Ms Sturgeon has said that the new Tory leadership contest has put into context the “essential” case for Scottish Independence.

Scottish First Minister Nicola Sturgeon has insisted that independence is “essential” as the Tory leadership contest gets underway. (Credit: Getty Images)

What did Nicola Sturgeon say about Indyref2?

Ms Sturgeon addressed reporters at Bute House in Edinburgh.

She said: “Offering Scotland the choice of independence, particularly in the context we are in today, is essential.”

The First Minister has consistently said that the Scottish population have given her government a mandate to pursue a second referendum on independence by repeatedly voting for SNP officials.

Meanwhile, she added that the current Conservative leadership contest has only further alienated Scotland in the political context, saying that the country “wouldn’t elect any” of the candidates running.

Ms Sturgeon said: “None of them seem to have anything to offer Scotland. It’s a democracy denial.

“So, I won’t see them offering anything positive for Scotland at all.

Nicola Sturgeon addressed the media as she gave her party’s case for a new referendum on Scottish Independence. (Credit: Getty Images)

“And that’s the problem. Scotland is facing yet another prime minister – the fourth in my time as First Minister – that we haven’t voted for, would not vote for, and that will impose policies that we don’t support.”

The First Minister warned that regardless of who is elected as the new Conservative leader, it marks a shift to the right for UK politics, adding: “The change of Tory leader seems virtually certain to be accompanied by a shift even further to the right.

“That means a shift even further away from the mainstream of Scottish opinion and values.”

Will a legal referendum be held on Indyref2?

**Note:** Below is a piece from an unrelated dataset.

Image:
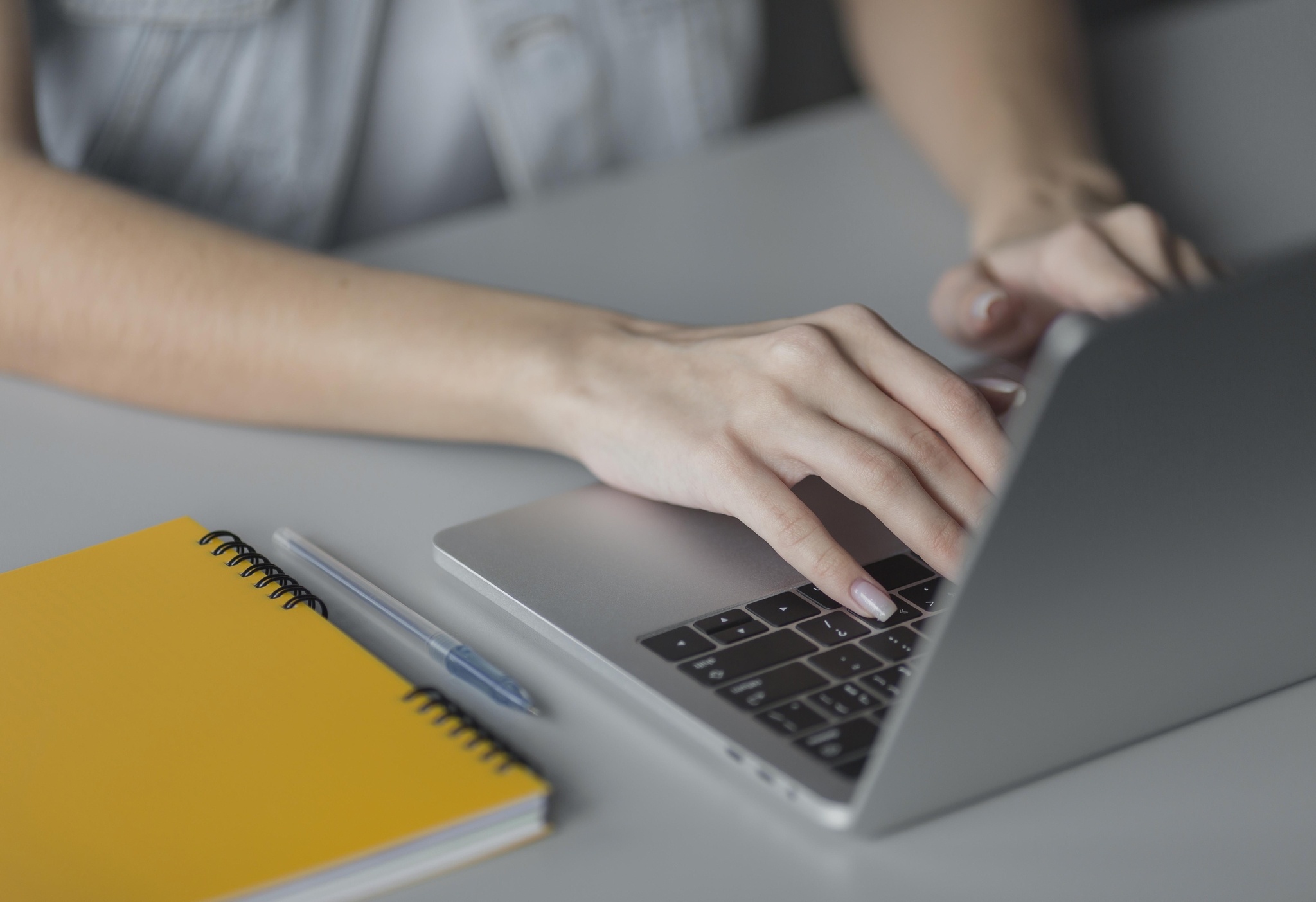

The SNP have already announced plans to hold the referendum on 19 October 2023.

However, this will only be done if a legal vote is granted by Westminster.

In order to hold the vote, a section 30 order must be granted in order to give Scotland the temporarily devolved powers to put the question to the Scottish people.

Westminster has so far not budged on its stance that a vote should not take place, with Boris Johnson refusing Ms Sturgeon’s request in one of the last acts before he announced his intention to resign as Tory leader and Prime Minister.

Prime Minister Boris Johnson addresses the nation as he announces his resignation outside 10 Downing Street last week. Picture: Dan Kitwood/Getty Images

The decision to grant a legal vote has now been put to the UK Supreme Court, with both sides arguing in favour of either holding the referendum or rejecting the request.

However, in the event that the legal route fails, Ms Sturgeon has said that her party will still put the option to the Scottish people in the form of a “de-facto” referendum.

She said: “While we hope and plan for a referendum, this should also be clear: if a referendum is blocked by Westminster, we will put the choice to the people of Scotland in the general election.

“Either way Scotland will have a choice.”

Ms Sturgeon added that her party would support a snap election in the case one is called upon after the Tory leadership race, saying: “If that happens, and I am not in control of that, I will set out exactly what the proposition from the SNP will be.

“You can absolutely take it as read that independence will be front and centre of that.”

What are the latest polls saying for Scottish Independence?

Latest polling shows that Scotland remain somewhat split on the idea of independence.

A Panelbase survey for the Sunday Times showed that the Yes campaign (in favour of independence) was narrowly in the lead, with 48% of respondents in favour of leaving the UK, while 47% wanted to remain.

The Yes campaign tends to see spikes in the polls during and after large political events including the Brexit vote and general elections.

However, polling has not yet taken place since Boris Johnson announced his resignation as Prime Minister.